The Sustainable Development Goals (SDGs) are a plan of action for people, planet and prosperity. Seventeen goals provide a common framework and language for governments, business and civil society to work towards a balanced world socially, environmentally and economically. Who would have thought that this year would be a timely reminder of these global goals on poverty eradication, good health, clean water and sanitation, among others.
In January, business, political, academia and other global leaders came together at the World Economic Forum (WEF) event. Every year, the WEF publishes the Global Risks Report that highlights key risks the world will likely face.
There are five categories for these risks: economic, environmental, geopolitical, technological, and societal. This year’s report the global long-term risks in terms of impact for the next 10 years are biodiversity loss, climate failure, water crisis, human-made environmental disasters, extreme weather, weapons of mass destruction, natural disasters, food crises, infectious diseases, and cyber attacks.
Despite infectious diseases being a top risk, countries and companies did little to plan for it.
Business continuity planning has been around for decades, with organisations focusing on economic risks like credit and liquidity, among others as well as operational risks like systems and processes.
This year, the Covid-19 pandemic demonstrated that societal risks can and will rapidly impact our businesses, economies, and lives significantly.
Lessons and insights
These crises have forced businesses to adjust with speed. At Standard Chartered, for instance, we centred on three key realities — people and relationships, digital transformation, improved agility, and strengthening our business continuity plan.
People and relationships are key because safeguarding and protecting staff wellbeing is and must always remain the top priority for organisations going forward.
Digital life and economy was still somewhat a strategic conversation.
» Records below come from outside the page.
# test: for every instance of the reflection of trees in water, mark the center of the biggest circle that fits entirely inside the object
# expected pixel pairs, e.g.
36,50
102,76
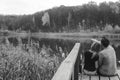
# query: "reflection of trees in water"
37,61
50,47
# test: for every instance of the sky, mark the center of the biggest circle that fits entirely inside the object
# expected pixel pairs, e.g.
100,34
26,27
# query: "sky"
20,7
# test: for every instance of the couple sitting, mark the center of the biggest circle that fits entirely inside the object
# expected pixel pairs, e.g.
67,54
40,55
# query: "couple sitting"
100,59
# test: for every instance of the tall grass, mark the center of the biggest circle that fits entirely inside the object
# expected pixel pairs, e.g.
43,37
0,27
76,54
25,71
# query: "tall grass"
19,64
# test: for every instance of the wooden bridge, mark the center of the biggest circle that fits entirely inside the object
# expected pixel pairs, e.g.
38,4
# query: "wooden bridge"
69,68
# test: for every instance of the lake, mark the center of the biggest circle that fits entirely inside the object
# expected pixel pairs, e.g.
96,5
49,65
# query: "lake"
38,58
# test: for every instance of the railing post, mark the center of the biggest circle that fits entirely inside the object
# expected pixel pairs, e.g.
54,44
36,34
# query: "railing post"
77,67
69,68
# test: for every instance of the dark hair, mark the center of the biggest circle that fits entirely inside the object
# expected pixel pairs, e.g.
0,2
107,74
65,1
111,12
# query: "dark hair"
105,42
96,47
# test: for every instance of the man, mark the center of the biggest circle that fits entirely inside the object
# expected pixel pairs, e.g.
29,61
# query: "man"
90,58
107,59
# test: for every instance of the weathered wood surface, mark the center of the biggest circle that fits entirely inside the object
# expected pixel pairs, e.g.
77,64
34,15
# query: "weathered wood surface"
66,69
97,77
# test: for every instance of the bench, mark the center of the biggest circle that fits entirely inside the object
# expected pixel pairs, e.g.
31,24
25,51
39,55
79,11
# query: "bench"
97,77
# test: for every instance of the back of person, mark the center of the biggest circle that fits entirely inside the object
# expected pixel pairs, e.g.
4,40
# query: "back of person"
108,66
107,61
90,58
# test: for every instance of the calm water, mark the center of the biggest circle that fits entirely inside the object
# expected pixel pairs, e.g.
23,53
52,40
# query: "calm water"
55,44
41,57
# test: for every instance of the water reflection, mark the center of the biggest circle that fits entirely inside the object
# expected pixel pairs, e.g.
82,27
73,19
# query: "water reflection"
37,59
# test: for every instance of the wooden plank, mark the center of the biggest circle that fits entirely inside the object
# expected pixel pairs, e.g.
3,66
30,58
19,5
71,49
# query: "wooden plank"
114,78
84,77
94,77
104,78
66,68
118,72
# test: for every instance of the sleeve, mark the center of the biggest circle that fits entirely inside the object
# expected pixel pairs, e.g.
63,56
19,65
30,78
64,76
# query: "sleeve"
96,57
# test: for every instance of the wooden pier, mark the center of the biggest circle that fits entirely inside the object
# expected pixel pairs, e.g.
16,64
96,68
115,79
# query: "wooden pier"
69,68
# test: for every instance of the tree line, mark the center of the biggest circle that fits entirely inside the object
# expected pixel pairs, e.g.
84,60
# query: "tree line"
88,16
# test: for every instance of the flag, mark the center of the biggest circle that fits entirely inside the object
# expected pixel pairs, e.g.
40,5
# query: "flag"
46,19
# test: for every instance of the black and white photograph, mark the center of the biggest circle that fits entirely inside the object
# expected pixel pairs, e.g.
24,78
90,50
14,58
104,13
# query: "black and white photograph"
59,39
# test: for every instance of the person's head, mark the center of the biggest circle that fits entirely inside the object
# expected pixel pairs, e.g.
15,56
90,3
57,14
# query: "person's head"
95,47
105,42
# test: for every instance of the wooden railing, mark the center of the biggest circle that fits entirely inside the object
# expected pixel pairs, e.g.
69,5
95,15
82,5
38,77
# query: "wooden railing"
69,68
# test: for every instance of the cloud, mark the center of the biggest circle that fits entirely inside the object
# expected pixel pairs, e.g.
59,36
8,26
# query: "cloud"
32,6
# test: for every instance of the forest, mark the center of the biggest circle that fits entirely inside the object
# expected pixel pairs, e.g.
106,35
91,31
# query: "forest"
90,16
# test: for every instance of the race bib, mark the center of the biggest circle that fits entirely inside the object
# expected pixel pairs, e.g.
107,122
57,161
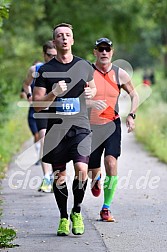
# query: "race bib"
67,106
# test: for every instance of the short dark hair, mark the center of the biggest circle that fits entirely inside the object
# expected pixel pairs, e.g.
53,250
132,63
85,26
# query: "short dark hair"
61,25
48,45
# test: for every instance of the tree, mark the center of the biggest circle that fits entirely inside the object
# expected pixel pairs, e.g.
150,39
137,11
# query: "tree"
4,11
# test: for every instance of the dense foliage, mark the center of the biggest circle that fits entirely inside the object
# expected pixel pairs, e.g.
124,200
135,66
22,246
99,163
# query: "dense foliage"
135,27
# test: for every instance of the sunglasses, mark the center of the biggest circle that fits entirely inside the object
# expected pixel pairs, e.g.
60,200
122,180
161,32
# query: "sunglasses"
102,48
50,55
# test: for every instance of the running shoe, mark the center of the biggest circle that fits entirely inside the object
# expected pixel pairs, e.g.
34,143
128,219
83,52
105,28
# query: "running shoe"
45,186
105,215
77,223
64,227
96,187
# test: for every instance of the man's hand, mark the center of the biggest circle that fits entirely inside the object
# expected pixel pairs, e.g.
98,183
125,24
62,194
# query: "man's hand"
130,123
99,104
59,88
88,92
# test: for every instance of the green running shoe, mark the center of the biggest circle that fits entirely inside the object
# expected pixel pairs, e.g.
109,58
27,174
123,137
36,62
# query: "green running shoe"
45,186
64,227
77,223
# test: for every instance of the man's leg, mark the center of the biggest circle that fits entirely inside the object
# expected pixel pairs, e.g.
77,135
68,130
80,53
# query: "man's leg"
61,195
46,185
79,188
110,185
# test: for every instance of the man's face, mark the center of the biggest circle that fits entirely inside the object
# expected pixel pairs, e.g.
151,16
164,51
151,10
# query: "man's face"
50,53
63,38
103,53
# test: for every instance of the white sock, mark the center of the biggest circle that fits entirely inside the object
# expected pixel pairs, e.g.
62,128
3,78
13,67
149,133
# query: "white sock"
47,176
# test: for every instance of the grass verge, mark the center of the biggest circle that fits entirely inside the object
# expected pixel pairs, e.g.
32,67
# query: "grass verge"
13,133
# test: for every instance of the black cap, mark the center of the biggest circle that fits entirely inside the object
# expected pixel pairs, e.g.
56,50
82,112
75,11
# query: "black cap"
103,40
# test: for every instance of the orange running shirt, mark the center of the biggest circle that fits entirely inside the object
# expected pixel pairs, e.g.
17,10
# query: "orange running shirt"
108,89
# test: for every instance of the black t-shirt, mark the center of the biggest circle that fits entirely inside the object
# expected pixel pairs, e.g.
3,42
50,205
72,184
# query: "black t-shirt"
69,109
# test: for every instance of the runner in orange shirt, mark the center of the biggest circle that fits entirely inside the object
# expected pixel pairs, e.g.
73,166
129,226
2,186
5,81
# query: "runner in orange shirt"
105,121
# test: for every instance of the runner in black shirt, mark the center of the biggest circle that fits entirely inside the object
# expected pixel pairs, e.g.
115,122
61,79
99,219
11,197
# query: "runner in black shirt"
63,85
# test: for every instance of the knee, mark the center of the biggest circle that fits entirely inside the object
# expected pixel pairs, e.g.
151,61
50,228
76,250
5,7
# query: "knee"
111,165
59,178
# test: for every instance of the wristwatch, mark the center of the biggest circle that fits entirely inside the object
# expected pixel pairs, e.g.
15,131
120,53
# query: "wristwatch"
29,95
132,115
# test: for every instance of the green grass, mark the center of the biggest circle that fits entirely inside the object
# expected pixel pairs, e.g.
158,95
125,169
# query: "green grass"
13,133
151,120
7,235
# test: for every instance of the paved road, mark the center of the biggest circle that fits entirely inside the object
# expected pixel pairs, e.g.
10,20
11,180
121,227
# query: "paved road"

But in prioritising people’s wellbeing, businesses have had to go digital. As things stand, the future remains digital.
The ability to quickly test new ideas and strategies is vital in this new volatile, uncertain, complex, ambiguous world, just as we can no longer deny the imperative for business to view their models through a health, social and environmental lenses.
Health, social and environmental risks must now be part of business risks, opportunities, and shape continuity plans, as they are now clearly business issues.
As a country, we are yet to realise the long-term impacts of Covid-19. But it is clearer now more than ever that the future of business relies on a healthy society and environment.
Companies need to tie business success to social and environmental wellbeing. It is now quite clear that the SDGs are no longer good-to-have but a must-have! It is the only way businesses will survive and more importantly, thrive.